Keywords: Energy requirements. Surveys. Energy metabolism. Estimation methods.


 

 

Introdução

A partir de 1985, especialistas da Organização das Nações Unidas para Agricultura e Alimentação, da Organização Mundial da Saúde e da Universidade das Nações Unidas1 decidiram modificar o método de determinação dos requerimentos de energia, que até então era usado a partir de coeficientes (kcal/kg) estabelecidos pela observação da ingestão de pessoas saudáveis, para baseá-lo na estimação dos componentes do gasto energético (GE) total diário.

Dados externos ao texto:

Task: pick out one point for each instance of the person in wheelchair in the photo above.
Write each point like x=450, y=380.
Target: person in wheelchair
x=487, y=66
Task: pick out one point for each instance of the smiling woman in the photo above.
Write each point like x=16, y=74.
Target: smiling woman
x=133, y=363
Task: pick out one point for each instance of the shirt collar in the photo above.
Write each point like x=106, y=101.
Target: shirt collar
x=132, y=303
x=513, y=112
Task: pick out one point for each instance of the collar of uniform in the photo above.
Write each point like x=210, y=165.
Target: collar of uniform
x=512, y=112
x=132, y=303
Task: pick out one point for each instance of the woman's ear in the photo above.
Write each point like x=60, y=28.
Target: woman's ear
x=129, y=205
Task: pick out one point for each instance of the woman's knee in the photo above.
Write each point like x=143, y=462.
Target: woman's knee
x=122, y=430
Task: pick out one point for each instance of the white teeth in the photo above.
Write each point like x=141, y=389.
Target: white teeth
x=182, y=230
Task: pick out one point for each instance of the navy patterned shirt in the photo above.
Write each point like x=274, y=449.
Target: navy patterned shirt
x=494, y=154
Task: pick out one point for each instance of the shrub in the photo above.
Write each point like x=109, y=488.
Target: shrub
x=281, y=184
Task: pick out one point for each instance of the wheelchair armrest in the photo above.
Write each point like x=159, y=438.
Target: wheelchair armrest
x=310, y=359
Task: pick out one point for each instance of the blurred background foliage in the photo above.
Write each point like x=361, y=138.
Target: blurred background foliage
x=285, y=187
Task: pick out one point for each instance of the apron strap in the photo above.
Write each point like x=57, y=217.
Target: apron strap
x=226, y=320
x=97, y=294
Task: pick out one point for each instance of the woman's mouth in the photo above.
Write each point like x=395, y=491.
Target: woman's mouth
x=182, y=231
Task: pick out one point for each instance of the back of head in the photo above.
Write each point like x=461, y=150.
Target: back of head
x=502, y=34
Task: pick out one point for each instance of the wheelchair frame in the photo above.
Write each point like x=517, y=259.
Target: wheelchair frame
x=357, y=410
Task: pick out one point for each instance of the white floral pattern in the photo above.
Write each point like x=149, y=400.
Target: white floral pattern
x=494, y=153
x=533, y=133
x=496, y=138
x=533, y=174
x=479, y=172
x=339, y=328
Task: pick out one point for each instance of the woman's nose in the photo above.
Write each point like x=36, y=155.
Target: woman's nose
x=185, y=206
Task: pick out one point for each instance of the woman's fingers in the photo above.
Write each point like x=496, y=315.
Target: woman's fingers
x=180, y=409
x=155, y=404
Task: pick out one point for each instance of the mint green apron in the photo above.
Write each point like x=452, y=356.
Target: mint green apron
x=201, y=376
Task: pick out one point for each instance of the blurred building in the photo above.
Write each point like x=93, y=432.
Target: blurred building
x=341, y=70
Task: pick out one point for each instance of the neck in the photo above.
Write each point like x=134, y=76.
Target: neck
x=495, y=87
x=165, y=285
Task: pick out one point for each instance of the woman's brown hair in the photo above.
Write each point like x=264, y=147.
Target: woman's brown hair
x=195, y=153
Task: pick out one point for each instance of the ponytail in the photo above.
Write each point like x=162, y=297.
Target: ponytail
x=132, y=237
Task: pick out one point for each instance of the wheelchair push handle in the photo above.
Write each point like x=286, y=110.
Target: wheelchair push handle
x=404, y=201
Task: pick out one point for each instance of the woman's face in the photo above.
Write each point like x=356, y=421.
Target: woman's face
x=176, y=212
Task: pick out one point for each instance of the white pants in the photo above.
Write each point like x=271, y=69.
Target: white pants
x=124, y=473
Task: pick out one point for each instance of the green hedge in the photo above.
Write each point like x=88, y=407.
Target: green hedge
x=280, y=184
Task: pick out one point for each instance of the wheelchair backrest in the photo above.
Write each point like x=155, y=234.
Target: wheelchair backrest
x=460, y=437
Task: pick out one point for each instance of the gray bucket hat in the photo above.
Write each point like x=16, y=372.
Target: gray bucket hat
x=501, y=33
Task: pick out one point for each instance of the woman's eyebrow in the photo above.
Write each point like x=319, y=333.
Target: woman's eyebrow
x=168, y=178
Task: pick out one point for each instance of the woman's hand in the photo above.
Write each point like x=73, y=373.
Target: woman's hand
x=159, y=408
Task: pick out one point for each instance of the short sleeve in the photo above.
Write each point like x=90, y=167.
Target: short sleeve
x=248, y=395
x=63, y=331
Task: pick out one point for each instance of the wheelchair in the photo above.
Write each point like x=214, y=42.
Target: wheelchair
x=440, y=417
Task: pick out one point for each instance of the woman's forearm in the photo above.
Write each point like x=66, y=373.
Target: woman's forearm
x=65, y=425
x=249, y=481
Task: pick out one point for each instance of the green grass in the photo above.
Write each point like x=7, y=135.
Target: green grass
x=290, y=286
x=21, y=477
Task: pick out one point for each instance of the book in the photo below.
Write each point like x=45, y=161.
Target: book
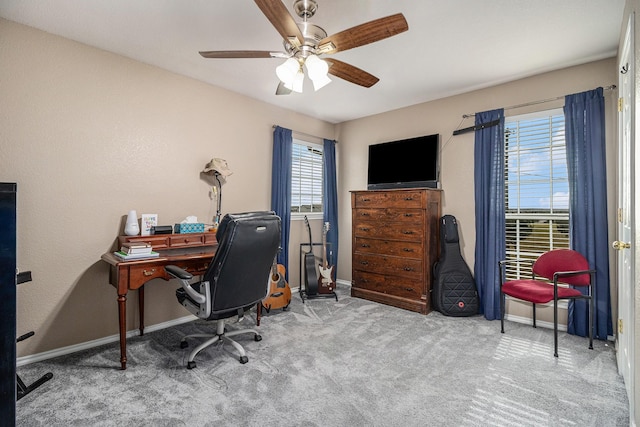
x=136, y=248
x=127, y=257
x=130, y=251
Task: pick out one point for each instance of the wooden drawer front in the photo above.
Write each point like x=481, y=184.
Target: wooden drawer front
x=405, y=199
x=390, y=265
x=389, y=247
x=402, y=287
x=196, y=268
x=180, y=240
x=394, y=231
x=157, y=242
x=140, y=274
x=390, y=215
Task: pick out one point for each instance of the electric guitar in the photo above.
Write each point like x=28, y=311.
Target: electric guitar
x=310, y=276
x=279, y=295
x=326, y=281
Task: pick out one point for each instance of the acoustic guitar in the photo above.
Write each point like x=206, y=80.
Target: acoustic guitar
x=310, y=275
x=279, y=295
x=326, y=281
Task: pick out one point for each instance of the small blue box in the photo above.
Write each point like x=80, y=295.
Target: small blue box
x=196, y=227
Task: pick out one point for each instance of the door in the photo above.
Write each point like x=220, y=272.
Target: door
x=626, y=213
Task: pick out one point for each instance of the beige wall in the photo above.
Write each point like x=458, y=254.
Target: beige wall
x=89, y=135
x=632, y=10
x=443, y=117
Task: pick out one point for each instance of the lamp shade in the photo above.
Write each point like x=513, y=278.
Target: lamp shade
x=287, y=71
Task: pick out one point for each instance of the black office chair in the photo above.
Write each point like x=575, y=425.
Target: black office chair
x=235, y=281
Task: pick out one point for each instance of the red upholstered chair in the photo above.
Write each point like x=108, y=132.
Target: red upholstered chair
x=559, y=266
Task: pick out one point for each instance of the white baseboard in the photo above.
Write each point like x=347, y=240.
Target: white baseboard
x=25, y=360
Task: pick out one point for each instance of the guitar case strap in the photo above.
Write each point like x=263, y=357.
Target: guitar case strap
x=454, y=290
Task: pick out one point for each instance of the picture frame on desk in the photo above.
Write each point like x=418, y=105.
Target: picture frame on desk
x=148, y=221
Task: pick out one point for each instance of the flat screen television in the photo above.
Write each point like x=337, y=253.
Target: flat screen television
x=407, y=163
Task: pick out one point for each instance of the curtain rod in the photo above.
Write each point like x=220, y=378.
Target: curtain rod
x=305, y=134
x=526, y=104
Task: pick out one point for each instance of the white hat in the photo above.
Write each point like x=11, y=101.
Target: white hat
x=218, y=166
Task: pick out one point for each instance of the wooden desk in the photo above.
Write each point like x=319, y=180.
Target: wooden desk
x=192, y=252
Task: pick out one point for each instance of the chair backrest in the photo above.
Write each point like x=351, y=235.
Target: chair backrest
x=239, y=273
x=557, y=260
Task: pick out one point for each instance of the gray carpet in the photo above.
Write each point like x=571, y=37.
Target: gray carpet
x=346, y=363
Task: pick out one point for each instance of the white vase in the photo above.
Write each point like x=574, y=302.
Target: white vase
x=131, y=227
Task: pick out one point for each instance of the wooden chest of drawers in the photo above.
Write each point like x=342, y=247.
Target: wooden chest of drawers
x=395, y=243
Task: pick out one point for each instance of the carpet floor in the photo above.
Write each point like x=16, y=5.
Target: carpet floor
x=347, y=363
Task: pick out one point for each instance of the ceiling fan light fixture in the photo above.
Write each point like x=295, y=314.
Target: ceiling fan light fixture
x=287, y=71
x=298, y=81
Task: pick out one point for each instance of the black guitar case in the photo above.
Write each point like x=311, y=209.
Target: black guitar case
x=454, y=291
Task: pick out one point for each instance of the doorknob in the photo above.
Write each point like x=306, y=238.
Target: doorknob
x=618, y=245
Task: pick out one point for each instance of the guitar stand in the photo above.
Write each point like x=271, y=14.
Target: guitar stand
x=303, y=292
x=22, y=389
x=303, y=295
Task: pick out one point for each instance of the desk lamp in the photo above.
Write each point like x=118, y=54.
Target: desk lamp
x=219, y=170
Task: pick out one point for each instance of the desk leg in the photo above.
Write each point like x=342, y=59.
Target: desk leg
x=141, y=308
x=122, y=318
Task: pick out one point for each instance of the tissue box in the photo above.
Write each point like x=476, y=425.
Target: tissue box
x=195, y=227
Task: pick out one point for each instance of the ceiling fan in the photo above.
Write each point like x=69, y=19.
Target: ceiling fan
x=304, y=43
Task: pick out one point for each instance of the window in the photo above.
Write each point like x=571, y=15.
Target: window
x=536, y=187
x=306, y=178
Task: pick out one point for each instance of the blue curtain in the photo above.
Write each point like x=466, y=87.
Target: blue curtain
x=330, y=199
x=588, y=225
x=490, y=219
x=281, y=187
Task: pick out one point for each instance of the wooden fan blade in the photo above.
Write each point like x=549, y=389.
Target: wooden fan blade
x=366, y=33
x=350, y=73
x=238, y=54
x=276, y=12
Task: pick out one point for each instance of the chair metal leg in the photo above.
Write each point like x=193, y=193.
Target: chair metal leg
x=555, y=327
x=502, y=304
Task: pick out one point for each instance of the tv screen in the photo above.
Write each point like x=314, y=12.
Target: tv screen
x=408, y=163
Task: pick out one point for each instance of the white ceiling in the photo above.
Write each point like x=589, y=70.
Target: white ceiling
x=452, y=46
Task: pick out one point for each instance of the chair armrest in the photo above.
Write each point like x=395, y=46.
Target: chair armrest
x=560, y=274
x=184, y=277
x=503, y=264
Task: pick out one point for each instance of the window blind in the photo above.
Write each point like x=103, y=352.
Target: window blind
x=306, y=177
x=536, y=187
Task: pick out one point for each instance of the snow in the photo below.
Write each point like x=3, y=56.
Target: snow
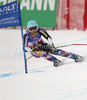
x=43, y=81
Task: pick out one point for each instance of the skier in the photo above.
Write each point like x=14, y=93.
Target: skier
x=39, y=48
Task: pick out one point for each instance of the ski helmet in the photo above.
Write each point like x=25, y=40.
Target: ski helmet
x=32, y=24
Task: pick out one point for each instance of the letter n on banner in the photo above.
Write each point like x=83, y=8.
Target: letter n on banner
x=10, y=16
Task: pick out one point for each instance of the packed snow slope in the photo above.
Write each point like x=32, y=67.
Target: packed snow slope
x=43, y=81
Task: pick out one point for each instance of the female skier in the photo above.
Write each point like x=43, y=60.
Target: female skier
x=39, y=48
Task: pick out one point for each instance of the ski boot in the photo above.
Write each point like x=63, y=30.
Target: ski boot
x=77, y=58
x=57, y=63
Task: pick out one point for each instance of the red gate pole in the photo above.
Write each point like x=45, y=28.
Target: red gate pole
x=85, y=16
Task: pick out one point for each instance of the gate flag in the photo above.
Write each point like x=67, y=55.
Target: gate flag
x=10, y=15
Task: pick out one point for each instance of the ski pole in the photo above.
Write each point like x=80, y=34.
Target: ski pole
x=71, y=44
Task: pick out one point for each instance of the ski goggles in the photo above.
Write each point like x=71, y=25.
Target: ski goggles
x=33, y=28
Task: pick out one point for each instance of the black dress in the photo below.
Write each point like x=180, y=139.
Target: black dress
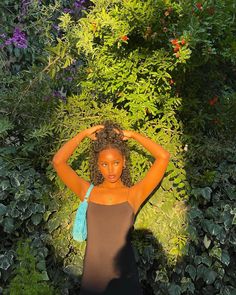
x=109, y=263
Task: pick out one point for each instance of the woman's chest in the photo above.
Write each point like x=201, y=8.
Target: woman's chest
x=109, y=197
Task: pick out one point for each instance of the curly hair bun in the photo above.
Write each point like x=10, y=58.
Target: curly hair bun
x=111, y=136
x=111, y=133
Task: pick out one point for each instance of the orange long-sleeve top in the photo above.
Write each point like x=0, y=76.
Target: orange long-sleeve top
x=135, y=194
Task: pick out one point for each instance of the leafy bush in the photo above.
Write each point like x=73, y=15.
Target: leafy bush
x=164, y=68
x=27, y=279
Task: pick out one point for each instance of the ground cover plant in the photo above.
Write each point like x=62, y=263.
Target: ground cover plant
x=164, y=68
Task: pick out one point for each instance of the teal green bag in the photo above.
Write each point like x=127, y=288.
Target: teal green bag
x=79, y=231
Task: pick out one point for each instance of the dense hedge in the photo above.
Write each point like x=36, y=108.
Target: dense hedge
x=164, y=68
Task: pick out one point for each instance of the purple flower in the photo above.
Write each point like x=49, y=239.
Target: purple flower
x=79, y=4
x=18, y=39
x=67, y=10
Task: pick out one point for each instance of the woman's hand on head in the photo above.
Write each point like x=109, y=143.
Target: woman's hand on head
x=91, y=132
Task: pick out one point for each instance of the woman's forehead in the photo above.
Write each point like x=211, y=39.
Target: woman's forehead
x=110, y=153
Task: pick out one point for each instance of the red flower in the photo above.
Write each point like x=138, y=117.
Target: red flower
x=213, y=101
x=199, y=5
x=124, y=38
x=174, y=41
x=177, y=48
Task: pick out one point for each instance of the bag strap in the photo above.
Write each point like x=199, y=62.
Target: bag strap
x=88, y=192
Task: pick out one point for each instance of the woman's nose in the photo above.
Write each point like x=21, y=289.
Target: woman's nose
x=110, y=169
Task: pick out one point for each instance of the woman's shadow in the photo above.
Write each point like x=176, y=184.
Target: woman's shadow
x=134, y=269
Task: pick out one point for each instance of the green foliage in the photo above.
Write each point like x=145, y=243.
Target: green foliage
x=28, y=280
x=163, y=68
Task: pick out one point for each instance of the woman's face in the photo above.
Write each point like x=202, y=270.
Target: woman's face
x=111, y=163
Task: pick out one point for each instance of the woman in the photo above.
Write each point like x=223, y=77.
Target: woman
x=109, y=263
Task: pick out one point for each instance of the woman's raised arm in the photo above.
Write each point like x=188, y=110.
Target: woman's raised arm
x=142, y=189
x=72, y=180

Esta modificação decorreu da constatação de que a determinação dos requerimentos com base em ingestões observadas era um argumento circular, uma vez que não eram elas, forçosamente, que mantinham a massa corporal (MC) desejável e os níveis ótimos de atividade física para a saúde a longo prazo.

Apesar desse significativo aprimoramento no método, as Recomendações Internacionais para Requerimentos Humanos de Energia de 19851 têm ainda fontes de inadequação decorrentes da estimação da taxa metabólica basal, dos valores de nível de atividade física recomendados (NAFR) e do método de cálculo dos requerimentos para menores de 10 anos, além dos problemas advindos dos mecanismos de adaptação.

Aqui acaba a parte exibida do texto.